Contribution of International Organizations
In the case of Syrian refugees, there is a government organization called the Syrian American Medical Society (SAMS), which is a global medical aid organization that is at the forefront of crisis relief in Syria and surrounding areas to save lives for every patient in need. In 2016, SAMS supported 66 Syrian reproductive health centers, helping deliver nearly 40,000 babies and providing a quarter of a million reproductive health services. In 2017, SAMS also provided 457,043 reproductive health services in Syria and provided reproductive health training to communities. In Lebanon, the organization supports women’s health services through a specialized Obgyn mission, as well as opening mental health and psychosocial services focused on helping mothers and supporting healthy parenting practices, treating anxiety disorders and speech disorders in children, and addressing the psychological wounds of conflict victims. SAMS reaches out to several countries, including Syria, Jordan, Lebanon, Turkey, Greece, Bangladesh, Egypt, and Kurdistan (Society et al., 2023).
In the case of Rohingya refugees, there are also non-governmental organizations that address similar issues, namely the Bangladesh American Society of Muslim Aid for Humanity (BASMAH), an organization based in the United States dedicated to providing assistance to Rohingya refugees in Bangladesh. BASMAH has established health clinics to serve Rohingya refugees located in Bangladesh due to the lack of hygienic and sanitary quality of their living quarters, which are highly susceptible to diseases. Every day, hundreds of Rohingya patients, consisting of women, girls, the elderly, and men, also receive free services, free medicines, emergency services, and other health consultations. About 1.3 million Rohingya refugees, consisting of 75% women and children in a day there, are 300 patients receiving health services from doctors under BASMAH. Since 2017, BASMAH has been working directly in the camp and creating programs to help refugees. These programs include clean water, a learning center, an education project, medical care, empowering women, orphans & helpless children, dental care service, winter project, Qurbani, zakat / sadaqah, Ramadan iftar, feed the hungry, home for the homeless, rohingnya refugee support, skill development center, urgent earthquake relief, eid gifts for children (BASMAH, 2023).

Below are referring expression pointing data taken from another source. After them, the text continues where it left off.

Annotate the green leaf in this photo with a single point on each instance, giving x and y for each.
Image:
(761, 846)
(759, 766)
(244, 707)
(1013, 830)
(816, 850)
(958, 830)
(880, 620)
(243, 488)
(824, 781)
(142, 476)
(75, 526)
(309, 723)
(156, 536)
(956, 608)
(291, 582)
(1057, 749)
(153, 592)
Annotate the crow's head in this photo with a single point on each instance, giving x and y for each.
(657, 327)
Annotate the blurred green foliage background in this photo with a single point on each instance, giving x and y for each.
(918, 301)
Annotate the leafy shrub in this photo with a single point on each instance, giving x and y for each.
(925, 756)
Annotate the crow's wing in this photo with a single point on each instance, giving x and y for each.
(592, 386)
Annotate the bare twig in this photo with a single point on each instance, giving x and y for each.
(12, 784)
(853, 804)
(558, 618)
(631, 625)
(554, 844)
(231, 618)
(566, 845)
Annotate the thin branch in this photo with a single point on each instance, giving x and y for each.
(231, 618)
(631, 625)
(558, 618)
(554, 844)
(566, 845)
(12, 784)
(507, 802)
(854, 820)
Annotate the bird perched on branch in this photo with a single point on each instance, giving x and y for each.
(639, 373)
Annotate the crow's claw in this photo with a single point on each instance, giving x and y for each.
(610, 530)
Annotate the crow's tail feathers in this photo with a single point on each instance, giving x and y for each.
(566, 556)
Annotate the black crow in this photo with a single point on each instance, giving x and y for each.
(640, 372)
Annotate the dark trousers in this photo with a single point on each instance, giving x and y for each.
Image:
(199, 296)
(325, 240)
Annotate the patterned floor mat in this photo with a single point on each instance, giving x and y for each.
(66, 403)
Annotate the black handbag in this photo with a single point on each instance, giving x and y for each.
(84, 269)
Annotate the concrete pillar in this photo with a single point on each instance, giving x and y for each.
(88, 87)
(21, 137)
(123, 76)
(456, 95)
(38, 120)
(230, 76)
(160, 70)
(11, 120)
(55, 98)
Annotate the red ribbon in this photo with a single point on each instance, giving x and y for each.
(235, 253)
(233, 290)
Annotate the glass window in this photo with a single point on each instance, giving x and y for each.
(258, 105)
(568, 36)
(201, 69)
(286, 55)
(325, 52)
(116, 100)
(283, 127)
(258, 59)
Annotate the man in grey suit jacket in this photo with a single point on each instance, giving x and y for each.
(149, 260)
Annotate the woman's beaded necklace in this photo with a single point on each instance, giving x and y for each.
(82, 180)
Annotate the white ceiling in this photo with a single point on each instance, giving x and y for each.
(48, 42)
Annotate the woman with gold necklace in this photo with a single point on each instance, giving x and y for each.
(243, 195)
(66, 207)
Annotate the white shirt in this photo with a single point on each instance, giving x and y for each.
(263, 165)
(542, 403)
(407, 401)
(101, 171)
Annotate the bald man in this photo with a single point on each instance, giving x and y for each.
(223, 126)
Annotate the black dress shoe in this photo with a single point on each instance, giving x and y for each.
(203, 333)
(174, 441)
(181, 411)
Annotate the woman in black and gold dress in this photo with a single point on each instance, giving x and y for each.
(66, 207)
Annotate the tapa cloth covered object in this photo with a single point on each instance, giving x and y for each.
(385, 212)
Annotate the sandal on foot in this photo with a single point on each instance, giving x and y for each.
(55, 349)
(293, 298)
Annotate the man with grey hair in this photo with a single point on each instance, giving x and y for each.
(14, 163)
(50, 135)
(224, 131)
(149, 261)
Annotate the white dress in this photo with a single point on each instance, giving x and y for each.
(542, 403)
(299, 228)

However, women’s health problems in refugee camps still occur, and these organizations have not reached all refugees in the world. They only serve Syria, Bangladesh, and surrounding areas. But, in Africa it has not been equally assisted. The World Health Organization (WHO) has verified that there were 46 attacks on health workers that killed eight people, and health facilities were also looted and used by armed forces. The incident caused refugees in the African region to not get help. Thus, the issue of women’s health is still a problem and has not been resolved until now (Renewal, 2023).